Capitaine Albator : Dimension Voyage n'est pas une nouvelle aventure d'Albator. Ça peut déranger ceux qui ont lu les premiers mangas, ceux dessiner par Matsumoto lui-même, moi ça ne me dérange pas, ne l'ayant pas lu (mais il est dans ma wishlist depuis un moment, il faudrait que je me le commande (avec l'intégrale de Queen Emeraldas aussi)). Dimension Voyage reprend la trame contre les Sylvidres. Pour ceux qui n'ont vu que les animés, c'est donc l'histoire d'Albator 78 (sans les parties et personnages trop enfantins...). La seule différence étant donc qu'il n'est pas dessiné par Matsumoto. C'est Kouiti Shimaboshi qui est au dessin et c'est d'ailleurs là sa première série. Le dessin est beau, il me semble un peu plus détaillé que celui du maître, disons plus moderne aussi (il y a quand même 38 ans entre les deux). Il respecte grandement le design de base. Des personnages élancés, de longues chevelures qui volent, un Albator qui ressemble bien à celui des animés, voire même du film, et puis des personnages secondaires petits et souvent bien moins détaillés que le héros, Kei Yuki (Nausicäa) ou Tadashi. Même si Matsomoto n'est pas à la plume, on ne se sent finalement pas dépayser.

Pour l'histoire n'ont plus, finalement. On retrouve dès le début les thèmes qui sont chers à l'auteur, la recherche d'un idéal, la nostalgie, mais aussi l'écologie (bon d'accord, on peut moins, mais elle est là quand même). Bon, vu que c'est une redite du premier manga, ce n'est pas forcément étonnant, vous me dirait. 
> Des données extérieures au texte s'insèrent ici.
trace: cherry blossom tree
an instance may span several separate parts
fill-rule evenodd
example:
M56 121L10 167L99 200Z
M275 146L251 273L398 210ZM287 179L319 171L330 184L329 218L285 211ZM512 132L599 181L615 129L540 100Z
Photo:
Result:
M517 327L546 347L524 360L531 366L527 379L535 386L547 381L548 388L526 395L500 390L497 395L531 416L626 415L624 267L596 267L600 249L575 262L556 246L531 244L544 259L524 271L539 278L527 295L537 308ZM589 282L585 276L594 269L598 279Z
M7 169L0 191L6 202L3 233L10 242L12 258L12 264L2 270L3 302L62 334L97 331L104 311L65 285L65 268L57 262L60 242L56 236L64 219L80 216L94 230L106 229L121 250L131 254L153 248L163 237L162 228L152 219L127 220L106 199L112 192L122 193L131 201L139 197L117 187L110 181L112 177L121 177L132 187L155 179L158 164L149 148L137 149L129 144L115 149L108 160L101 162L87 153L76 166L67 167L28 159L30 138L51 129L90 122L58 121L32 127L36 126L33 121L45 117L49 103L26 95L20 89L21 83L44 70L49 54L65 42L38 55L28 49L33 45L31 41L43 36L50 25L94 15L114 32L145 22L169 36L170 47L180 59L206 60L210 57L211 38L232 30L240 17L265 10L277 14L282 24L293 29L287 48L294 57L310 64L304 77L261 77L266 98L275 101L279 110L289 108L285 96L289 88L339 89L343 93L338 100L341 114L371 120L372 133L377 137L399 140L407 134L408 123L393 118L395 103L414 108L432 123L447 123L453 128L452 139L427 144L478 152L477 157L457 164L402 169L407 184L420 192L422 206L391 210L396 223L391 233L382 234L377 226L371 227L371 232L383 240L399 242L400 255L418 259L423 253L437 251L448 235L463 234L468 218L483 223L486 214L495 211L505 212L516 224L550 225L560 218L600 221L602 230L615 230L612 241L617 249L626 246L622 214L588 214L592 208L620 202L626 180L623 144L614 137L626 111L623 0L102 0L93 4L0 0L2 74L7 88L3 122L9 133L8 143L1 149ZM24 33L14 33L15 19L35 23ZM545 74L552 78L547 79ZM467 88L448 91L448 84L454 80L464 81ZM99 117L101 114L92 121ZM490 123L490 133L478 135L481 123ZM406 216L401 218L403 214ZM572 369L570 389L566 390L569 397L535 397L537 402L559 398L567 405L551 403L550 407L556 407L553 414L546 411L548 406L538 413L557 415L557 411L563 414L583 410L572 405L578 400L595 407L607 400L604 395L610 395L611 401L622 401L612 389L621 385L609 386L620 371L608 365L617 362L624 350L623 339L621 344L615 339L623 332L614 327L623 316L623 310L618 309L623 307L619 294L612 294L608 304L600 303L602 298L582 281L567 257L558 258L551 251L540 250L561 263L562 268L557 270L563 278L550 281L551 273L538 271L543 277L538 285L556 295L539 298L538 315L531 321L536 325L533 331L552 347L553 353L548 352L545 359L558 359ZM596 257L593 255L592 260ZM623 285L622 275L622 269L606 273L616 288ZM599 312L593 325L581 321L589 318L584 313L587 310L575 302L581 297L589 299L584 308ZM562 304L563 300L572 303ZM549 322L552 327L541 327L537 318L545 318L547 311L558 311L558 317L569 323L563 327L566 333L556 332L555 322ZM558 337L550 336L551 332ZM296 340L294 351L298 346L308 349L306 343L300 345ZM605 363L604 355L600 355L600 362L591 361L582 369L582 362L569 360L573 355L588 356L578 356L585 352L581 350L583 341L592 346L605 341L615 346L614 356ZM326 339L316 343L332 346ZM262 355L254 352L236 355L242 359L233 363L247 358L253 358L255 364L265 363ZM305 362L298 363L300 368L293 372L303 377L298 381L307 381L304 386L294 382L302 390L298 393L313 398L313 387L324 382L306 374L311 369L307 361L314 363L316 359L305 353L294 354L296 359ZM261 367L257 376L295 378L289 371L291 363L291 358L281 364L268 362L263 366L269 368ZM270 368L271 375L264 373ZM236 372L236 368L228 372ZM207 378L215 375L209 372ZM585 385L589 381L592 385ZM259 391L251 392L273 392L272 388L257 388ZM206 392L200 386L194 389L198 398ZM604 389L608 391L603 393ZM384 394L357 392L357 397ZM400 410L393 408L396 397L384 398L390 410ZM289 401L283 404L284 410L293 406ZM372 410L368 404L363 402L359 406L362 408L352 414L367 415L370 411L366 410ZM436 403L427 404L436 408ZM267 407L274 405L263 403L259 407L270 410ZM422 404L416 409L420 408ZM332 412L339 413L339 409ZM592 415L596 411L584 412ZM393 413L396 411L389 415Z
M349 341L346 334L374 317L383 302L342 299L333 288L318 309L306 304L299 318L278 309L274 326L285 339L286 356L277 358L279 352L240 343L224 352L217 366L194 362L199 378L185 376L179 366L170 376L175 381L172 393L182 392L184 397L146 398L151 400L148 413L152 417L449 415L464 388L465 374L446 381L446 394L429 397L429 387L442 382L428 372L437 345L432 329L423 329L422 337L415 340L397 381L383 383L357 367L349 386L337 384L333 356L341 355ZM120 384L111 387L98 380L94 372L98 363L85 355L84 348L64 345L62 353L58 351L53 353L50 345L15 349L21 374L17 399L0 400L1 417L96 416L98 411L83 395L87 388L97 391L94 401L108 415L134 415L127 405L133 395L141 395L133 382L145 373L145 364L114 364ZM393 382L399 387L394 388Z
Mais que pensez alors de ce manga, de cette nouvelle série pas si nouvelle que ça ? En fan d'Albator, je dirais "foncez", juste pour retrouver le capitaine pirate et son vaisseau (alors oui, je suis autant amoureuse de l'Arcadia que de son capitaine). Après, avouons que pour le moment, avec un seul tome, il est difficile de voir jusqu'où va aller la similitude avec l'original. Pour ceux qui ne connaissent pas encore Albator, c'est plutôt un bon début aussi, même si rien ne vaux l'original à la base. En tout cas, je suis pour ma part ravie de retrouver Albator, et je dois bien avouer que j'en aurais lu un peu plus si j'avais pu (le second tome serait prévu pour juillet il me semble)(pas du tout sûre de moi sur le coup).